I stubbed out of the wall about 1' up and 8" horizontal and 3" down from the center of the valve to accommodate the wall outlet 90 for the hose of the hand held.

Because I dropped 3" to my wing back 90 for the stub out there is quite a bit of residual water left in the pipe of that 3" after the valve has been shut off.

The problem is there is a check valve built into the wall outlet 90 that holds back that residual water from draining out after the valve has been shut off with no pressure to push it past the check. Instead the residual water drips past that check valve and adds to the hose which already has left over water in it and drips out the hand held all night.

I know the cartridge is not leaking because if I take that wall outlet off the left over water in the pipe will come out the nipple and then the dripping stops.

Is it wrong that I dropped 3" before my stub out?

Should I take the check valve out or look for another hand held with a vacuum breaker on the hose end that attaches to the hand held.?

Any input would be much appreciated.
Thanks


----------



## DIZ (Nov 17, 2010)

if it's leaking all night, i think it's getting past the cartridge.


----------



## adam8000 (Jun 7, 2010)

Small drip once every 2 min. but
only if the wall outlet is on and the residual water is behind it.
If it's off and the residual water drains out, there is no leak/drips at all.


----------



## Spiderpheonix (Jan 23, 2011)

When the residual water comes out it would take a while for it to reach the dripping stage cos it would have to fill the pipe? No?


----------



## easttexasplumb (Oct 13, 2010)

Thats why I dont like showers with just a handheld,if you had a shower head above the handheld, it would get air and drain down.


----------



## Tommy plumber (Feb 19, 2010)

Mount the hand-held shower up higher, higher than the valve. That should stop the drip. If the drip is overcoming gravity, then it's time for a new cartridge.
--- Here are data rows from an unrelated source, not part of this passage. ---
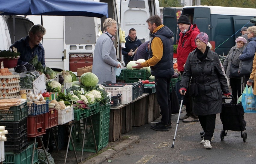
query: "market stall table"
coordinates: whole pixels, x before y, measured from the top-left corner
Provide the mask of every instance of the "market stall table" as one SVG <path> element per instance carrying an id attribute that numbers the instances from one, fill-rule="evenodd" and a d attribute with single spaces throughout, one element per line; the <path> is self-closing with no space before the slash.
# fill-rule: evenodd
<path id="1" fill-rule="evenodd" d="M 159 109 L 155 93 L 144 93 L 127 104 L 111 107 L 109 141 L 119 139 L 121 134 L 131 130 L 132 126 L 141 126 L 156 119 Z"/>

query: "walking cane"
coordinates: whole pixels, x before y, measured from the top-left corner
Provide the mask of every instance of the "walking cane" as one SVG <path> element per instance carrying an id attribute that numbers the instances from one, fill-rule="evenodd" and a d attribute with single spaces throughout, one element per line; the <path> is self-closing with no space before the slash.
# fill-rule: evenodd
<path id="1" fill-rule="evenodd" d="M 185 92 L 185 90 L 182 90 L 182 93 L 184 93 Z M 178 119 L 177 120 L 177 123 L 176 124 L 176 129 L 175 129 L 175 133 L 174 134 L 174 138 L 173 138 L 173 143 L 172 143 L 172 148 L 174 148 L 174 142 L 175 141 L 175 138 L 176 137 L 176 133 L 177 132 L 177 129 L 178 128 L 178 124 L 179 124 L 179 120 L 180 119 L 180 115 L 181 114 L 181 108 L 182 107 L 182 104 L 183 103 L 183 98 L 184 95 L 181 96 L 181 105 L 180 106 L 180 111 L 179 111 L 179 114 L 178 115 Z"/>

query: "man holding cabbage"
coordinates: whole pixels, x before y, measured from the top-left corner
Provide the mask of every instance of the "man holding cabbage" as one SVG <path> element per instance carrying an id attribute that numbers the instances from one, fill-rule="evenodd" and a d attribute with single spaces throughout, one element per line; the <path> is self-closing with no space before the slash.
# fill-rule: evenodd
<path id="1" fill-rule="evenodd" d="M 172 114 L 170 99 L 170 83 L 173 69 L 173 33 L 169 28 L 162 24 L 160 17 L 153 15 L 146 21 L 150 35 L 152 37 L 150 44 L 150 58 L 145 62 L 133 67 L 139 69 L 150 66 L 151 74 L 155 76 L 157 99 L 160 107 L 162 118 L 161 122 L 151 126 L 157 131 L 168 131 L 172 128 Z"/>

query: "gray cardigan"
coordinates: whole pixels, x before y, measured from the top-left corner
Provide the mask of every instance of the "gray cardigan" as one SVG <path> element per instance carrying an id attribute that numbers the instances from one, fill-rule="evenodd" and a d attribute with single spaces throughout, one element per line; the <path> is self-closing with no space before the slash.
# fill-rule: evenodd
<path id="1" fill-rule="evenodd" d="M 108 81 L 116 83 L 115 68 L 118 64 L 113 42 L 107 34 L 103 33 L 95 45 L 93 62 L 92 72 L 99 78 L 99 84 Z"/>
<path id="2" fill-rule="evenodd" d="M 233 64 L 236 65 L 239 65 L 240 59 L 239 56 L 242 53 L 243 51 L 245 48 L 245 47 L 243 46 L 240 48 L 236 48 L 236 46 L 232 47 L 229 51 L 228 54 L 227 56 L 226 59 L 223 62 L 223 66 L 225 69 L 226 74 L 228 77 L 229 78 L 229 75 L 230 74 L 230 66 L 231 65 L 231 61 L 232 60 L 232 63 Z M 234 52 L 233 54 L 233 53 Z M 233 56 L 233 58 L 232 56 Z M 233 59 L 233 60 L 232 60 Z M 241 65 L 239 66 L 239 70 L 240 70 Z"/>

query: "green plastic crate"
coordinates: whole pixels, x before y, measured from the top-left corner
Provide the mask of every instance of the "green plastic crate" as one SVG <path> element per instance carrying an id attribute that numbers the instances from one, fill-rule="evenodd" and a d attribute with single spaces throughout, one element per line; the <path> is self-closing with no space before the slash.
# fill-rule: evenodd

In other words, when the HO's are done showering, they hang the HH shw. head up high on the wall. Maybe the height of a regular shower head.


----------



## All Hours (Dec 14, 2010)

Is the valve upside down?


----------



## luv2plumb (Apr 30, 2010)

All Hours said:


> Is the valve upside down?


How about an intro?


----------



## adam8000 (Jun 7, 2010)

The stub out is higher than the valve by 12" and the hand held is hung up 6'6" on the shower bar. I also dropped down 3" to my stub out trapping water.

I'm convinced if I take out the check valve out or switch out the wall outlet to one without a check it will solve the problem. Tomorrow I will try it.

It's the only thing that makes sense to me because if I take off the wall outlet with the check built in about 1/2 a cup of water will pour out and then there is no more water/drips. It's just the check valve doesn't have enough pressure once the shower valve has been shut off to pass by the check so it sits behind it and slowly leaks pass it.

That's what I'm hoping anyway, If not I'm screwed and the tiles coming out.
Thank you for the suggestions though!


----------